Private credit funding is growing in scale and complexity as companies seek diversified financing options, according to Pramod Kumar, CEO and Head of Investment Banking – India at Barclays Plc. Speaking to Mint, Kumar noted that the share of large private credit deals, exceeding $100 million, now accounts for nearly 50 percent of the market.
Barclays has been actively involved in private credit transactions, including its recent role in financing Hinduja Group’s acquisition of Reliance Capital. As competition intensifies in smaller transactions, the UK-based bank is shifting focus toward bigger, more complex deals, the Mint report added.
“With stock markets facing selling pressure and public listings slowing down, financing opportunities are emerging,” Kumar told Mint. He expects 2025 to see a balanced mix of equity and debt financing, including private credit, debt capital markets, and market borrowings, as raising equity remains uncertain.
Kumar highlighted key factors driving financing activity, including increased sponsor involvement, delayed exits due to weaker IPO markets, and aggressive domestic M&A moves by industrial conglomerates.
Barclays ranked second in India’s M&A league tables last year, having executed major deals such as Bharti Group’s $4 billion investment in UK telecom firm BT Group and the EQT-Temasek sale of 4.7 GW of renewable assets to JSW. The bank was also involved in rupee financing, supporting Mankind Pharma’s acquisition of Bharat Serum.
Looking ahead, Kumar sees continued M&A and financing activity in sectors like TMT (technology, media, and telecom), healthcare, pharma, infrastructure, renewables, and financial services. While the tech sector slowed over the past two years, he expects a revival in 2025, driven by improved valuations.

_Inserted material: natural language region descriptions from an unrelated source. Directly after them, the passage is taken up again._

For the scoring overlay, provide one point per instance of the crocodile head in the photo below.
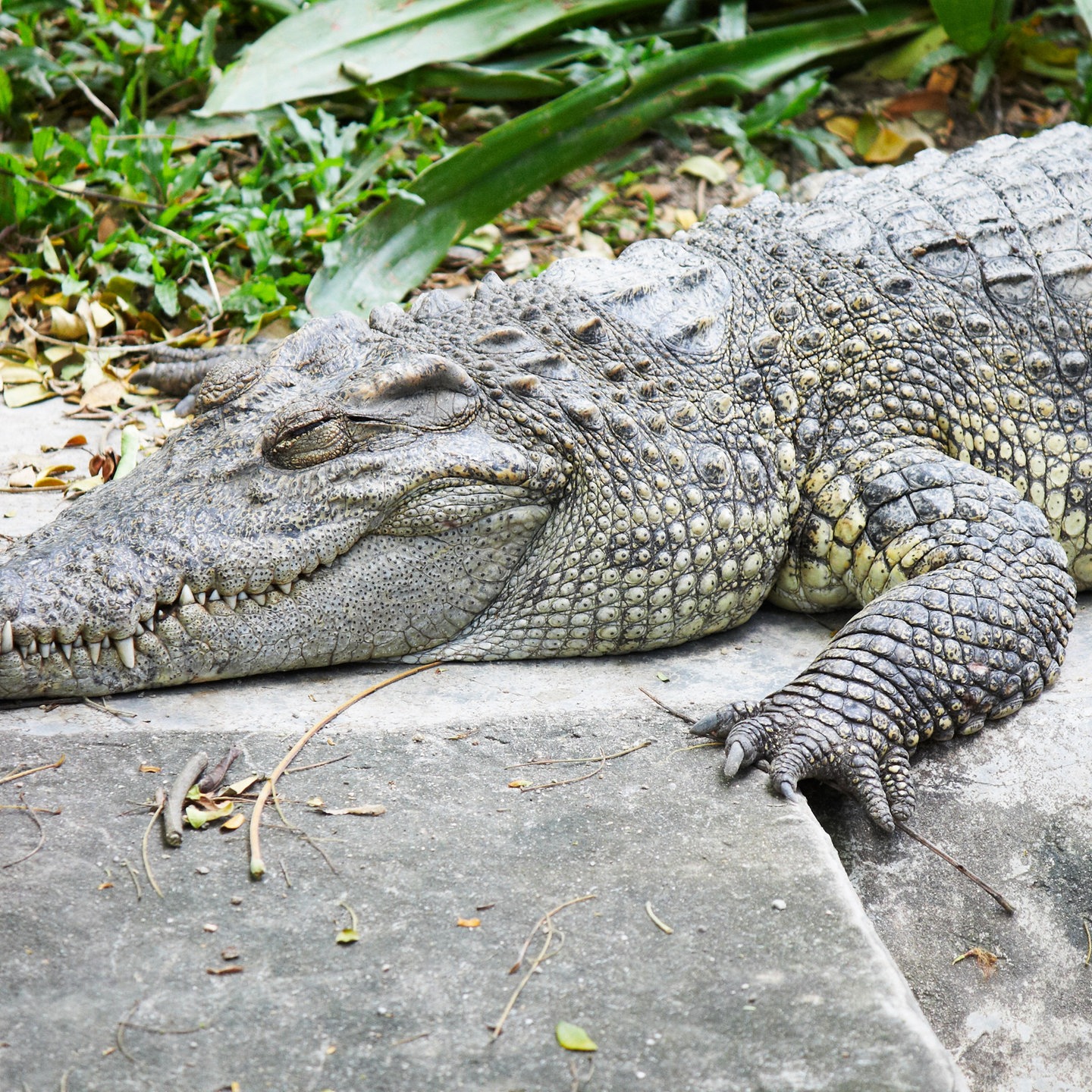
(342, 500)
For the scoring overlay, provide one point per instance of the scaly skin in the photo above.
(879, 400)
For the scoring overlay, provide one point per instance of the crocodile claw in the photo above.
(853, 757)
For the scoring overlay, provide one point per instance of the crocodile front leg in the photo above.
(968, 608)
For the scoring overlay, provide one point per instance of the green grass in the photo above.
(113, 193)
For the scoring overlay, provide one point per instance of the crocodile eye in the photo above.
(307, 438)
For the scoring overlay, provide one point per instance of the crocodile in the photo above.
(877, 401)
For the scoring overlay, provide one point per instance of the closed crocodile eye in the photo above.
(306, 439)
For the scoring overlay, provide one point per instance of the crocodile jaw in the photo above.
(391, 595)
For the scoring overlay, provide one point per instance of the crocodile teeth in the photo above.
(126, 651)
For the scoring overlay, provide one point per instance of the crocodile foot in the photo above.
(833, 742)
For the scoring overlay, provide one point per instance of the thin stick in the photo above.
(96, 195)
(104, 708)
(655, 921)
(996, 896)
(300, 833)
(136, 878)
(89, 94)
(567, 781)
(595, 758)
(27, 774)
(173, 814)
(161, 799)
(545, 922)
(315, 766)
(538, 925)
(42, 838)
(257, 865)
(667, 709)
(213, 288)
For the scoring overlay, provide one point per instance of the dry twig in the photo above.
(42, 836)
(257, 865)
(995, 895)
(19, 774)
(545, 923)
(667, 709)
(215, 777)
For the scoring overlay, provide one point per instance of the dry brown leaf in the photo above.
(64, 325)
(987, 960)
(23, 479)
(915, 101)
(103, 396)
(943, 79)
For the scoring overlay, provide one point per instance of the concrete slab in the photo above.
(1014, 804)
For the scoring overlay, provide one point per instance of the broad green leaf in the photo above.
(970, 23)
(573, 1037)
(130, 449)
(306, 55)
(23, 394)
(399, 245)
(481, 82)
(704, 166)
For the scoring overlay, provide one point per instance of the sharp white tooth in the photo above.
(126, 651)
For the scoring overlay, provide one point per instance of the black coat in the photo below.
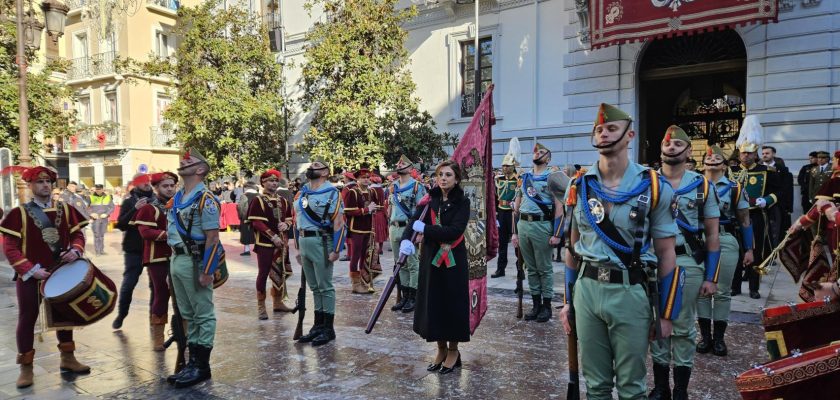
(442, 311)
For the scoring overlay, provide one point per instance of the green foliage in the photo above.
(358, 90)
(227, 102)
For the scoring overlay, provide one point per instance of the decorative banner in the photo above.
(620, 21)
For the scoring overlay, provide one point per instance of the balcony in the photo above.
(92, 66)
(88, 138)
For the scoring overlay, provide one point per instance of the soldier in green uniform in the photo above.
(698, 253)
(621, 230)
(537, 231)
(505, 195)
(402, 199)
(319, 221)
(193, 235)
(761, 186)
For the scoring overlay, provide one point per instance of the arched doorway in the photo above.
(697, 82)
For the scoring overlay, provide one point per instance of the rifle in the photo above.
(389, 287)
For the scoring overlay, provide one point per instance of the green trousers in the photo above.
(194, 301)
(613, 323)
(681, 347)
(318, 270)
(411, 269)
(534, 247)
(719, 309)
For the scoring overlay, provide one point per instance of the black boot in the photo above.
(532, 315)
(316, 328)
(681, 377)
(171, 379)
(720, 346)
(200, 371)
(411, 294)
(545, 311)
(706, 342)
(400, 304)
(328, 333)
(661, 383)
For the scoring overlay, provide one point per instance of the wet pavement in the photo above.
(506, 358)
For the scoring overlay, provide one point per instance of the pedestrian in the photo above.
(698, 254)
(713, 310)
(150, 221)
(319, 219)
(443, 302)
(612, 311)
(403, 197)
(537, 232)
(193, 234)
(270, 215)
(32, 248)
(132, 244)
(101, 206)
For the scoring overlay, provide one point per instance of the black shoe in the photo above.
(706, 342)
(532, 315)
(316, 328)
(327, 334)
(545, 311)
(719, 348)
(200, 371)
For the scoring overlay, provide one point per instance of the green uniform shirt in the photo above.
(659, 222)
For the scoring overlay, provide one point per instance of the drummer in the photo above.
(39, 236)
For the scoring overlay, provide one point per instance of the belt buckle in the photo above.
(604, 275)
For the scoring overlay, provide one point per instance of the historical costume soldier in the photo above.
(319, 224)
(537, 231)
(506, 186)
(38, 236)
(360, 203)
(193, 234)
(734, 221)
(150, 221)
(101, 206)
(761, 186)
(622, 233)
(271, 217)
(698, 254)
(403, 196)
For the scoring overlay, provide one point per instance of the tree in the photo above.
(227, 102)
(358, 90)
(43, 93)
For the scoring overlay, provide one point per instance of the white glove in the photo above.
(418, 226)
(407, 248)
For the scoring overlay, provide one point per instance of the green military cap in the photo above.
(608, 113)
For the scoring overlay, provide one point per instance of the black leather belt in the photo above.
(612, 275)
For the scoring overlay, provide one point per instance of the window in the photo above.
(485, 67)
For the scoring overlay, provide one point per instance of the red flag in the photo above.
(475, 155)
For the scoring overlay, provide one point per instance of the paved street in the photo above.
(506, 359)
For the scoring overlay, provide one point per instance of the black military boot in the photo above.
(328, 333)
(661, 383)
(719, 348)
(400, 304)
(410, 294)
(545, 311)
(706, 342)
(532, 315)
(681, 377)
(200, 371)
(316, 328)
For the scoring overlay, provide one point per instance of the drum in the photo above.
(800, 326)
(78, 294)
(812, 375)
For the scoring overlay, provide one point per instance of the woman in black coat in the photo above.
(442, 310)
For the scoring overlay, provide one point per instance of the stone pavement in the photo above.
(506, 359)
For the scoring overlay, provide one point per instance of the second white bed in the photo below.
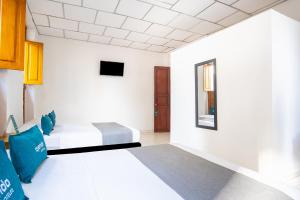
(109, 175)
(65, 136)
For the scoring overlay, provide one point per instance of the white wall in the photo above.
(11, 94)
(258, 80)
(290, 8)
(281, 152)
(75, 90)
(243, 56)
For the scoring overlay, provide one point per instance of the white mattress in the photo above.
(107, 175)
(76, 135)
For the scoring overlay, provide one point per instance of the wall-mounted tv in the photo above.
(111, 68)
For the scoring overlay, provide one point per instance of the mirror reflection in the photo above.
(206, 95)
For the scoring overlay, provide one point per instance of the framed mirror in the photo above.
(206, 95)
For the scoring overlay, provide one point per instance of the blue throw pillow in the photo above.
(27, 151)
(47, 125)
(52, 116)
(10, 186)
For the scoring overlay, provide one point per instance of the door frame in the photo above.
(156, 130)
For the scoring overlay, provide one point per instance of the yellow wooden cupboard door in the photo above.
(33, 63)
(12, 34)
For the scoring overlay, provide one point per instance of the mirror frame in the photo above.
(215, 127)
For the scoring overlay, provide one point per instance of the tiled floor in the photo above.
(148, 139)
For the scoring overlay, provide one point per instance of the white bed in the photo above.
(107, 175)
(66, 136)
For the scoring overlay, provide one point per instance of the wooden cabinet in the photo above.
(12, 34)
(33, 63)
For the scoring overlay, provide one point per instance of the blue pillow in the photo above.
(52, 116)
(47, 125)
(10, 186)
(27, 151)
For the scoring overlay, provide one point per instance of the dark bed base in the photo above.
(94, 148)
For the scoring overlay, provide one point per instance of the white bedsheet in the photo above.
(76, 135)
(107, 175)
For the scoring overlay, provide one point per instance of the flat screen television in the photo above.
(111, 68)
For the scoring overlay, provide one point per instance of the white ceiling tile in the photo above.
(117, 33)
(233, 19)
(179, 35)
(109, 19)
(50, 31)
(159, 3)
(138, 45)
(74, 2)
(120, 42)
(40, 19)
(175, 44)
(160, 15)
(99, 39)
(204, 28)
(168, 49)
(105, 5)
(157, 48)
(91, 28)
(80, 13)
(158, 30)
(138, 37)
(133, 8)
(184, 22)
(251, 6)
(63, 23)
(136, 25)
(216, 12)
(193, 38)
(228, 2)
(158, 41)
(76, 35)
(46, 7)
(192, 7)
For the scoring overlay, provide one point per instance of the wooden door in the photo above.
(161, 99)
(12, 34)
(33, 63)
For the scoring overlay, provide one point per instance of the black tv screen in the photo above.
(111, 68)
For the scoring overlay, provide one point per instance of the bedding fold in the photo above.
(114, 133)
(195, 178)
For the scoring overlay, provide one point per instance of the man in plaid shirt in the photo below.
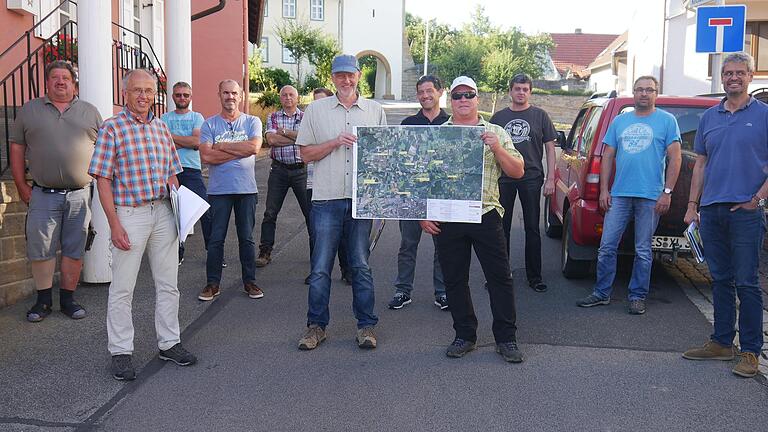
(134, 163)
(455, 240)
(288, 170)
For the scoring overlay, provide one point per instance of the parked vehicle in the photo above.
(573, 211)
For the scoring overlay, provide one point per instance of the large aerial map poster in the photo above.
(418, 172)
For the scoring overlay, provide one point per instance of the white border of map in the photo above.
(463, 157)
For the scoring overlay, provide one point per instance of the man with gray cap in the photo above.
(326, 138)
(455, 240)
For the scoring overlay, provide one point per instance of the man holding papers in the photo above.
(134, 163)
(729, 188)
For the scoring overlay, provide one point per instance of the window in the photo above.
(317, 10)
(289, 8)
(264, 48)
(287, 56)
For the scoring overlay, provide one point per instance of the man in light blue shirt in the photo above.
(639, 141)
(184, 125)
(229, 142)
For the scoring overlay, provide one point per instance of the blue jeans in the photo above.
(332, 224)
(192, 179)
(732, 242)
(410, 235)
(624, 209)
(245, 220)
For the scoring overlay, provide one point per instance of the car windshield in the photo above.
(687, 119)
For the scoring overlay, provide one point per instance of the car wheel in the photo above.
(571, 268)
(552, 227)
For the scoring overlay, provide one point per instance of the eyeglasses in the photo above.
(465, 95)
(140, 92)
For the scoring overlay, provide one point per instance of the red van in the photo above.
(573, 212)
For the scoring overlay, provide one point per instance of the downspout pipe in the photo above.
(210, 11)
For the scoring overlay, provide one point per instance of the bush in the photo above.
(269, 98)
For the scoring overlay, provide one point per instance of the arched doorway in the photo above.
(383, 82)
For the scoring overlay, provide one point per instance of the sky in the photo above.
(538, 16)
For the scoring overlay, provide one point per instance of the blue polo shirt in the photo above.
(736, 147)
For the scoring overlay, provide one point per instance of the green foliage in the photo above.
(269, 98)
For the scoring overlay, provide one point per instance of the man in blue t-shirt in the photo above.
(229, 142)
(730, 185)
(639, 141)
(184, 125)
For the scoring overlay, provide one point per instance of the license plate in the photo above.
(665, 243)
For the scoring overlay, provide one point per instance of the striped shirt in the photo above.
(138, 155)
(287, 154)
(491, 168)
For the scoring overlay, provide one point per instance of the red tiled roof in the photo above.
(575, 51)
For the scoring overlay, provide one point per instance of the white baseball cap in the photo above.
(464, 80)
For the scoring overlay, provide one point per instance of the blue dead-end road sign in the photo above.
(720, 29)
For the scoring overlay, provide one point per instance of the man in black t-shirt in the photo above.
(428, 90)
(532, 131)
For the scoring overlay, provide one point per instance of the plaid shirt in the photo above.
(288, 154)
(491, 169)
(137, 155)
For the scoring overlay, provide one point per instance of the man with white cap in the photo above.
(326, 138)
(456, 240)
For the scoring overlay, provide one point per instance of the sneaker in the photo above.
(122, 368)
(510, 352)
(209, 292)
(366, 339)
(592, 300)
(538, 286)
(265, 257)
(747, 366)
(178, 355)
(73, 310)
(38, 312)
(711, 351)
(314, 336)
(459, 347)
(441, 302)
(399, 300)
(253, 290)
(637, 307)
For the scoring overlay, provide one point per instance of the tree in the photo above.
(300, 39)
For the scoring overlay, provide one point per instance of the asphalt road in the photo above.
(593, 369)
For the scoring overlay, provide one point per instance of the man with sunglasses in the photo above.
(641, 142)
(532, 131)
(184, 125)
(729, 188)
(456, 240)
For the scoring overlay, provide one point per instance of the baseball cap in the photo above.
(344, 63)
(464, 80)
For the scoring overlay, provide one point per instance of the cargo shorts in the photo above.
(57, 220)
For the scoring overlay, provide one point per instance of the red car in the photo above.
(574, 212)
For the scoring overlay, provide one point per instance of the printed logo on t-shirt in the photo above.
(636, 138)
(519, 130)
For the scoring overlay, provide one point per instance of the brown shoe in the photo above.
(265, 257)
(711, 351)
(209, 292)
(253, 290)
(314, 336)
(366, 339)
(747, 366)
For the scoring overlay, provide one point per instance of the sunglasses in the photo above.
(465, 95)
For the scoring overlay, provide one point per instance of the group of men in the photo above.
(136, 158)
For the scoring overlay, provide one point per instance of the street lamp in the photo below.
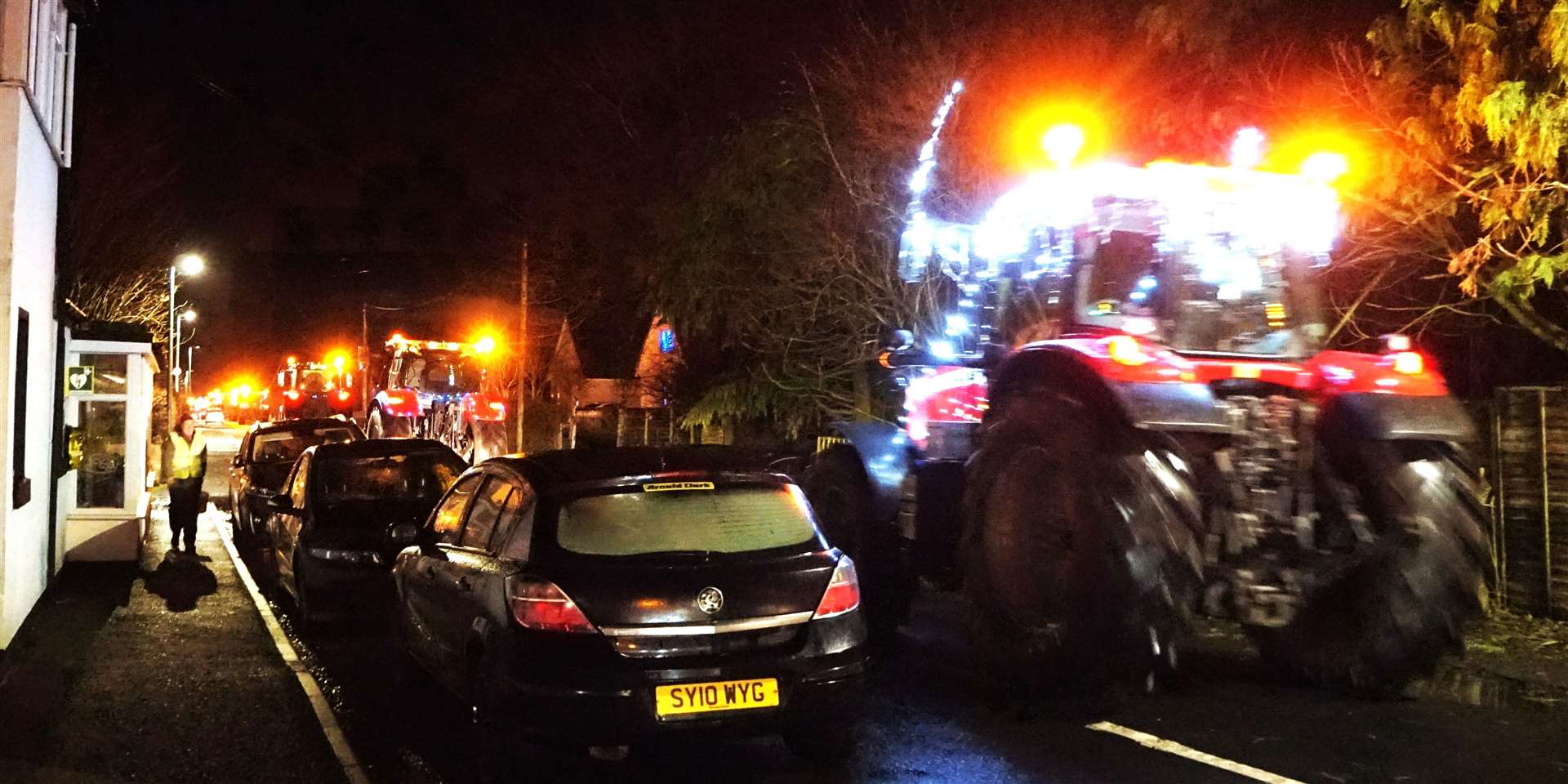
(192, 264)
(189, 265)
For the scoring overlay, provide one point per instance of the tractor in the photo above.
(1129, 416)
(441, 390)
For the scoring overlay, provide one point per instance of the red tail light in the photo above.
(844, 591)
(543, 608)
(1409, 363)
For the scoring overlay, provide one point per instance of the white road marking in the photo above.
(1170, 746)
(323, 710)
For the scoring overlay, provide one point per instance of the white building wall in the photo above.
(29, 192)
(35, 39)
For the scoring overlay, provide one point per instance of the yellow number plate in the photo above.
(725, 695)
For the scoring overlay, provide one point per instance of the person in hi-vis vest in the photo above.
(185, 466)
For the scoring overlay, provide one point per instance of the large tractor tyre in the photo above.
(1080, 568)
(388, 427)
(843, 499)
(1402, 608)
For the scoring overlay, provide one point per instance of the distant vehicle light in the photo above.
(1247, 151)
(1062, 143)
(1410, 363)
(1325, 167)
(1138, 327)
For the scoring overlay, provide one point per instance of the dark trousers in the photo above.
(184, 507)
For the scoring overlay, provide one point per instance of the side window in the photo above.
(448, 523)
(298, 482)
(485, 511)
(516, 524)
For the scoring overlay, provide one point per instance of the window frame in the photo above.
(20, 485)
(300, 475)
(463, 516)
(516, 532)
(468, 514)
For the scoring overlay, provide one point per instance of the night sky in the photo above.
(332, 154)
(328, 154)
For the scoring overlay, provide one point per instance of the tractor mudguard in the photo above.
(1150, 405)
(1399, 417)
(1187, 407)
(884, 455)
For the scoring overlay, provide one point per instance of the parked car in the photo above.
(330, 533)
(265, 457)
(604, 596)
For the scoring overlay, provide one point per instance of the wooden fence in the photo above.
(1529, 479)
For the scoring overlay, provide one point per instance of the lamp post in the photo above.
(187, 315)
(189, 265)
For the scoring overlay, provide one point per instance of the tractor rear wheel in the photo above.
(1401, 608)
(1075, 555)
(843, 499)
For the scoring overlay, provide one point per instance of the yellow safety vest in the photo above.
(184, 457)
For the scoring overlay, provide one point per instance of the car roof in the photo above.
(555, 470)
(380, 449)
(289, 425)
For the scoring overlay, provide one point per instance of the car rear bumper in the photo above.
(621, 715)
(345, 588)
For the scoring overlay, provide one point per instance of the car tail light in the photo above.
(844, 591)
(543, 608)
(1125, 350)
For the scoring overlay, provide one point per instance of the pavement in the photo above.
(156, 671)
(165, 671)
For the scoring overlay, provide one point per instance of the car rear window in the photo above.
(289, 444)
(386, 479)
(662, 521)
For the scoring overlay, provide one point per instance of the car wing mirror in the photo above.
(403, 533)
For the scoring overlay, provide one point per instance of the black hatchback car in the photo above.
(613, 595)
(330, 538)
(267, 455)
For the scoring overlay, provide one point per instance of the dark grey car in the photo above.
(265, 457)
(608, 596)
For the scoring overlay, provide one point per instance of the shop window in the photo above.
(100, 482)
(109, 372)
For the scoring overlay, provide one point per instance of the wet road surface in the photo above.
(929, 720)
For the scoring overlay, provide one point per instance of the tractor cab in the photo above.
(1196, 259)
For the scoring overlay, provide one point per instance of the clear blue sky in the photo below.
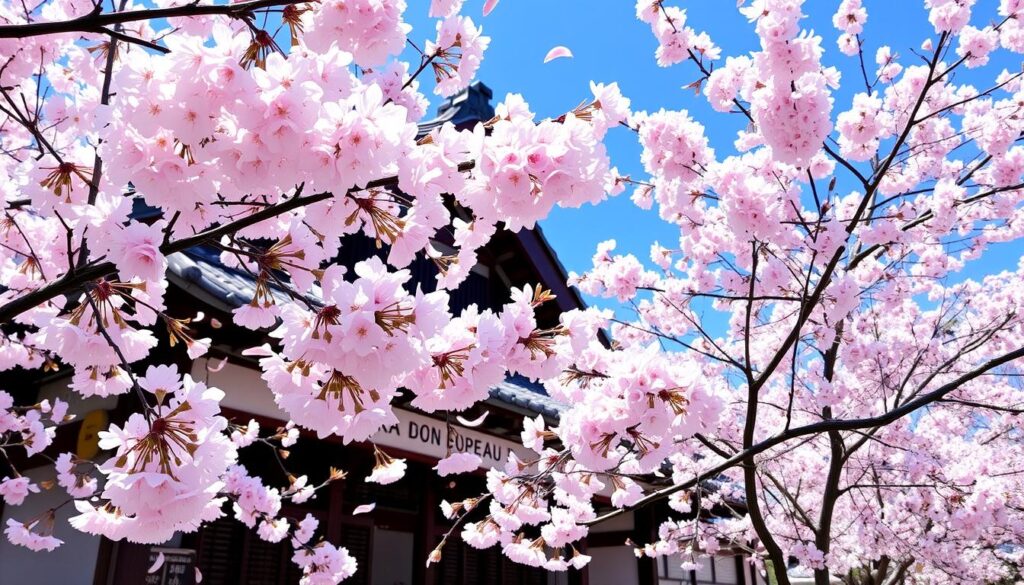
(609, 44)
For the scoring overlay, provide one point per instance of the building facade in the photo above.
(392, 542)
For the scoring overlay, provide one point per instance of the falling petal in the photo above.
(262, 350)
(211, 367)
(158, 563)
(475, 422)
(364, 509)
(556, 52)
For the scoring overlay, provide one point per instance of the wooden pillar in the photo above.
(644, 531)
(337, 491)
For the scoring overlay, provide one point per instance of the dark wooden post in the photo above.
(423, 540)
(644, 531)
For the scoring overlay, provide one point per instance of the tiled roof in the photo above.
(200, 273)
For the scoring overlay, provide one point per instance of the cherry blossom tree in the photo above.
(809, 346)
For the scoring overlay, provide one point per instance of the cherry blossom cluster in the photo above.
(821, 350)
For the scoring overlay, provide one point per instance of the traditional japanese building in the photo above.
(392, 542)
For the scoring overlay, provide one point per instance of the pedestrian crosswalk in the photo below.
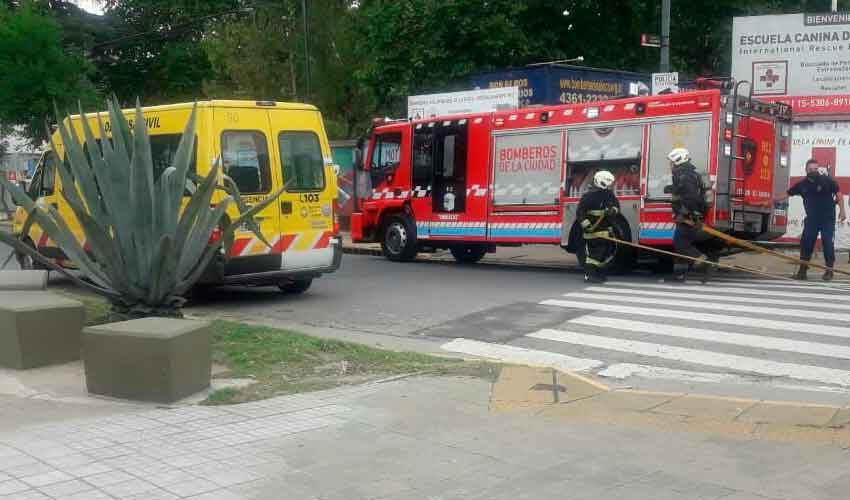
(786, 334)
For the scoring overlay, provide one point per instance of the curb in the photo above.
(586, 399)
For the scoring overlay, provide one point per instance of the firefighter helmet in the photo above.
(603, 179)
(679, 156)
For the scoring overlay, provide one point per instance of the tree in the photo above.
(255, 56)
(140, 247)
(412, 46)
(160, 57)
(35, 71)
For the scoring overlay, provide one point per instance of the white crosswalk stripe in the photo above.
(790, 326)
(758, 341)
(731, 291)
(775, 334)
(700, 357)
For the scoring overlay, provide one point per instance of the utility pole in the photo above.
(306, 50)
(665, 36)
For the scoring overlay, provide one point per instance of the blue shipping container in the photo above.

Earlier this week, Barclays announced a Rs 2,300 crore capital infusion into its India operations, following a Rs 3,000 crore investment in 2021. This brings its total invested capital in India to over Rs 12,400 crore. The move is aimed at expanding the bank’s reach across corporate and ultra-high-net-worth clients.
In FY24, Barclays India reported a net profit of Rs 785 crore, up from Rs 669 crore in FY23. Its total assets stood at Rs 53,910 crore at the end of the fiscal year, Mint reported. India Ratings data shows that Barclays India’s loan book consists primarily of term loans (49.2 percent), bill discounting (35 percent), and working capital loans (15.8 percent).